Ben çok küçükken annem, anneannem ve teyzem hep el işleri ve örgülerle uğraşırlardı. Çevremde hep bu el emeği işler, oyalar ve çeyiz sandıklarından çıkmış işler olurdu. Küçüklüğümden beri bu güzel işlerinin yok olmaması gerektiğini düşünürdüm. Sanıyorum o yüzden koleksiyonlarımda hep bir şekilde o el işlerini, örgüleri, tığ işlerini kullanıyorum. Bunlar çok değerli öğeler olmasına rağmen, haute-couture koleksiyonlarında değil, pret a porter koleksiyonlarında kullanıyorum. Bu da sanki kıyafetleri, kolekisyonları couture ile hazır giyim arasında bir yere taşıyor. O yüzden onları “demi-couture” olarak adlandırıyorum. Sanki bir şekilde onları ölümsüzleştirmek, yeni bir boyuta taşıyarak güncelleşmesini sağlamak en büyük amacım. Bir tasarımcının tasarım kimliğini bulması, aslında diğer tasarımcılardan onu ayrıştıracak parmak izini bulması demek. Benim tasarımcılık yolculuğumda da belki en önemli nokta, kim olduğumun farkına vardığım nokta. Çok ufakmış gibi görünen bu detay aslında öyle önemli ki. Benliğinizle bir olup tüm duyu organlarınızla nefes alıp veren, yaşayan bir meslek. En güzel yanlarından birisi de sınırlarının olmaması. Gelip durabileceğiniz bir nokta yok.
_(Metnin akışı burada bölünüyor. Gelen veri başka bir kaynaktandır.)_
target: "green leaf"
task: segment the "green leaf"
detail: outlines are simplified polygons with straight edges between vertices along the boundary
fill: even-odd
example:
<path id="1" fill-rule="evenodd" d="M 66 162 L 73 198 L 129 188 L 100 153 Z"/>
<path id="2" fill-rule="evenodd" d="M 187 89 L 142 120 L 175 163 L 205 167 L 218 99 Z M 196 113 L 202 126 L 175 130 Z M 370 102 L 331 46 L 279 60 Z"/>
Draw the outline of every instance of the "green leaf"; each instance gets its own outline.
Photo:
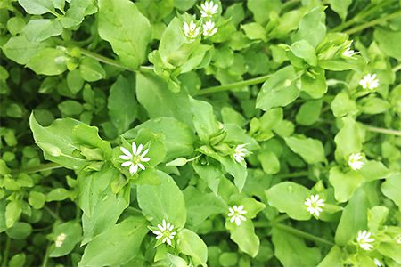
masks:
<path id="1" fill-rule="evenodd" d="M 20 215 L 22 212 L 21 203 L 19 200 L 13 200 L 8 202 L 5 206 L 5 225 L 7 228 L 12 227 L 15 222 L 20 219 Z"/>
<path id="2" fill-rule="evenodd" d="M 358 231 L 366 229 L 368 196 L 360 189 L 356 191 L 344 208 L 335 234 L 338 246 L 345 246 L 356 238 Z"/>
<path id="3" fill-rule="evenodd" d="M 299 95 L 299 90 L 295 85 L 297 77 L 292 66 L 284 67 L 275 72 L 263 84 L 258 94 L 256 107 L 266 111 L 291 103 Z"/>
<path id="4" fill-rule="evenodd" d="M 136 73 L 136 94 L 138 101 L 151 118 L 171 117 L 193 128 L 191 103 L 183 92 L 173 93 L 166 90 L 167 84 L 154 74 Z"/>
<path id="5" fill-rule="evenodd" d="M 225 203 L 214 193 L 205 194 L 189 186 L 184 190 L 187 208 L 186 227 L 196 230 L 211 214 L 226 211 Z"/>
<path id="6" fill-rule="evenodd" d="M 359 109 L 364 114 L 380 114 L 391 109 L 391 104 L 385 100 L 368 96 L 358 102 Z"/>
<path id="7" fill-rule="evenodd" d="M 383 194 L 390 198 L 398 206 L 398 209 L 401 210 L 401 194 L 399 190 L 401 189 L 401 174 L 397 174 L 389 176 L 381 184 L 381 191 Z"/>
<path id="8" fill-rule="evenodd" d="M 335 157 L 338 162 L 348 161 L 352 153 L 361 152 L 363 137 L 361 130 L 351 117 L 342 119 L 343 126 L 334 138 L 336 143 Z"/>
<path id="9" fill-rule="evenodd" d="M 84 212 L 82 244 L 90 242 L 114 225 L 128 206 L 129 187 L 124 188 L 117 195 L 110 187 L 111 182 L 119 175 L 117 169 L 108 166 L 103 166 L 100 172 L 78 174 L 78 204 Z"/>
<path id="10" fill-rule="evenodd" d="M 35 209 L 42 208 L 46 201 L 46 196 L 41 192 L 30 191 L 28 202 Z"/>
<path id="11" fill-rule="evenodd" d="M 305 60 L 307 64 L 311 66 L 317 65 L 317 57 L 315 53 L 315 48 L 306 40 L 295 42 L 290 46 L 290 49 L 297 57 Z"/>
<path id="12" fill-rule="evenodd" d="M 314 99 L 322 98 L 327 93 L 327 84 L 324 69 L 322 68 L 311 68 L 301 77 L 300 90 L 307 93 Z"/>
<path id="13" fill-rule="evenodd" d="M 356 102 L 351 100 L 346 92 L 340 92 L 331 101 L 331 110 L 336 117 L 348 114 L 354 115 L 358 112 Z"/>
<path id="14" fill-rule="evenodd" d="M 196 133 L 200 141 L 208 144 L 210 137 L 220 130 L 213 113 L 213 107 L 206 101 L 192 97 L 190 97 L 190 104 Z"/>
<path id="15" fill-rule="evenodd" d="M 352 4 L 352 0 L 331 0 L 330 7 L 339 14 L 340 18 L 344 21 L 347 18 L 348 9 Z"/>
<path id="16" fill-rule="evenodd" d="M 245 35 L 250 40 L 262 40 L 266 42 L 266 34 L 265 28 L 260 24 L 251 22 L 248 24 L 241 25 L 241 28 L 243 29 Z"/>
<path id="17" fill-rule="evenodd" d="M 293 136 L 286 137 L 284 140 L 290 149 L 299 155 L 307 164 L 326 162 L 324 149 L 319 140 Z"/>
<path id="18" fill-rule="evenodd" d="M 65 235 L 61 246 L 52 247 L 50 257 L 61 257 L 70 254 L 82 239 L 82 229 L 80 223 L 75 221 L 70 221 L 54 227 L 53 235 L 55 240 L 60 235 Z"/>
<path id="19" fill-rule="evenodd" d="M 265 24 L 272 12 L 279 13 L 282 3 L 280 0 L 249 0 L 247 7 L 253 13 L 255 21 Z"/>
<path id="20" fill-rule="evenodd" d="M 292 182 L 280 182 L 266 191 L 269 205 L 279 212 L 286 213 L 290 217 L 299 221 L 307 221 L 311 214 L 304 205 L 310 196 L 309 190 Z"/>
<path id="21" fill-rule="evenodd" d="M 329 181 L 334 187 L 334 196 L 339 202 L 346 202 L 364 182 L 360 172 L 343 173 L 338 166 L 330 170 Z"/>
<path id="22" fill-rule="evenodd" d="M 225 228 L 230 231 L 230 239 L 238 245 L 241 251 L 253 258 L 258 255 L 260 240 L 255 234 L 255 228 L 251 220 L 247 219 L 238 226 L 227 218 Z"/>
<path id="23" fill-rule="evenodd" d="M 130 125 L 136 119 L 138 103 L 134 90 L 134 86 L 131 86 L 123 76 L 119 76 L 110 90 L 107 109 L 119 134 L 128 130 Z"/>
<path id="24" fill-rule="evenodd" d="M 156 174 L 160 184 L 137 186 L 139 206 L 153 225 L 166 220 L 176 228 L 183 228 L 186 222 L 183 192 L 169 175 L 160 171 Z"/>
<path id="25" fill-rule="evenodd" d="M 136 69 L 144 61 L 151 31 L 148 19 L 131 1 L 99 1 L 99 35 L 127 67 Z"/>
<path id="26" fill-rule="evenodd" d="M 181 121 L 174 117 L 165 117 L 150 119 L 137 125 L 135 129 L 127 131 L 122 136 L 126 139 L 133 139 L 136 135 L 136 132 L 143 128 L 164 135 L 163 142 L 167 150 L 166 160 L 192 154 L 194 134 Z"/>
<path id="27" fill-rule="evenodd" d="M 379 47 L 386 55 L 401 61 L 401 51 L 398 44 L 401 39 L 401 32 L 378 28 L 374 30 L 374 39 L 379 43 Z"/>
<path id="28" fill-rule="evenodd" d="M 308 247 L 302 239 L 278 228 L 273 228 L 272 241 L 274 255 L 283 266 L 316 266 L 321 260 L 319 248 Z"/>
<path id="29" fill-rule="evenodd" d="M 84 108 L 82 107 L 81 103 L 71 100 L 62 101 L 58 104 L 57 107 L 64 116 L 79 115 L 82 113 L 82 111 L 84 111 Z"/>
<path id="30" fill-rule="evenodd" d="M 62 26 L 57 20 L 31 20 L 22 28 L 22 34 L 31 42 L 42 42 L 52 36 L 61 35 Z"/>
<path id="31" fill-rule="evenodd" d="M 55 0 L 18 0 L 27 13 L 42 15 L 47 12 L 55 13 L 54 7 L 58 7 Z"/>
<path id="32" fill-rule="evenodd" d="M 326 35 L 324 9 L 322 6 L 315 7 L 302 18 L 296 40 L 306 40 L 314 47 L 323 41 Z"/>
<path id="33" fill-rule="evenodd" d="M 195 265 L 206 266 L 208 247 L 203 240 L 195 232 L 185 228 L 178 232 L 177 237 L 179 239 L 178 249 L 183 254 L 192 256 Z"/>
<path id="34" fill-rule="evenodd" d="M 143 217 L 128 217 L 97 236 L 85 249 L 78 266 L 119 266 L 133 259 L 148 232 Z"/>
<path id="35" fill-rule="evenodd" d="M 306 101 L 300 106 L 299 110 L 298 110 L 295 120 L 301 125 L 312 125 L 319 119 L 322 105 L 322 100 Z"/>
<path id="36" fill-rule="evenodd" d="M 320 262 L 317 267 L 343 267 L 344 264 L 340 261 L 339 261 L 339 259 L 340 259 L 341 256 L 342 256 L 341 249 L 339 247 L 334 246 L 326 255 L 324 259 L 322 262 Z"/>
<path id="37" fill-rule="evenodd" d="M 93 10 L 94 12 L 89 12 Z M 81 24 L 86 15 L 96 11 L 92 0 L 70 0 L 70 7 L 64 16 L 60 19 L 62 27 L 73 28 Z"/>
<path id="38" fill-rule="evenodd" d="M 79 64 L 81 77 L 86 82 L 95 82 L 106 77 L 106 72 L 96 60 L 84 58 Z"/>
<path id="39" fill-rule="evenodd" d="M 66 56 L 55 48 L 45 48 L 29 58 L 27 67 L 37 74 L 60 75 L 67 69 Z"/>

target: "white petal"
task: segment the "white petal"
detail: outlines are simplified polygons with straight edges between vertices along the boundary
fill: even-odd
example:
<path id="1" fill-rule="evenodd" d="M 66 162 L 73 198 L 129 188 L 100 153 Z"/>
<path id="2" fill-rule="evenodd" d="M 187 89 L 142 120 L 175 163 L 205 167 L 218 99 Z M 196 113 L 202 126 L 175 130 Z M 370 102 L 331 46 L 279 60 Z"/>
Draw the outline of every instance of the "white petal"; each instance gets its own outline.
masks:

Londra Moda Haftası, diğer moda şovlarına göre sizce nerede duruyor? Yıllardır katıldığınız şovun en sevdiğiniz yönü nedir?
Her moda başkentinin farklı karakteristiği vardır; Londra da yıllardır süregelen moda haftaları ve işleyen moda endüstrisi ile kabul görmüş bir şehir. Diğer moda şehirlerinden farklı olarak her zaman yeninin habercisi olarak bilindi; büyük moda evleri veya onların finansal gücüyle değil, listeye eklediği yeni bireysel tasarımcılar ile ün kazandı. Londra Moda Haftası’nın ana iskeletini oluşturan İngiltere Moda Konseyi ve işleyişi, kendine has sistemi ile uluslararası platformda önemli bir yere sahip. Londra Moda Haftası denildiği zaman, endüstri trendlere bağlı kalmayan yeni fikirleri göreceğini, yeni yeteneklerle tanışacağını bilir. Londra, dört uluslararası moda başkenti içerisinde en bireysel ve yaratıcı olanı. Ben de 2003’ten bu yana Londra Moda Haftası’nın resmi listesinde yer alıyor ve defileler gerçekleştiriyorum; İngiltere Moda Konseyi tarafından dört kez “yeni jenerasyon” ödülüne layık görüldüm. Konseyin yeni tasarımcıların elinden tutmasının, Londra Moda Haftası’nın bu kadar taze ve güçlü bir sese sahip olmasına neden olduğunu da söyleyebiliriz. Sadece İngiltere Moda Konseyi değil, İngiltere Kraliçesi de Londra Moda Haftası’nı ve biz tasarımcıları oldukça destekliyor.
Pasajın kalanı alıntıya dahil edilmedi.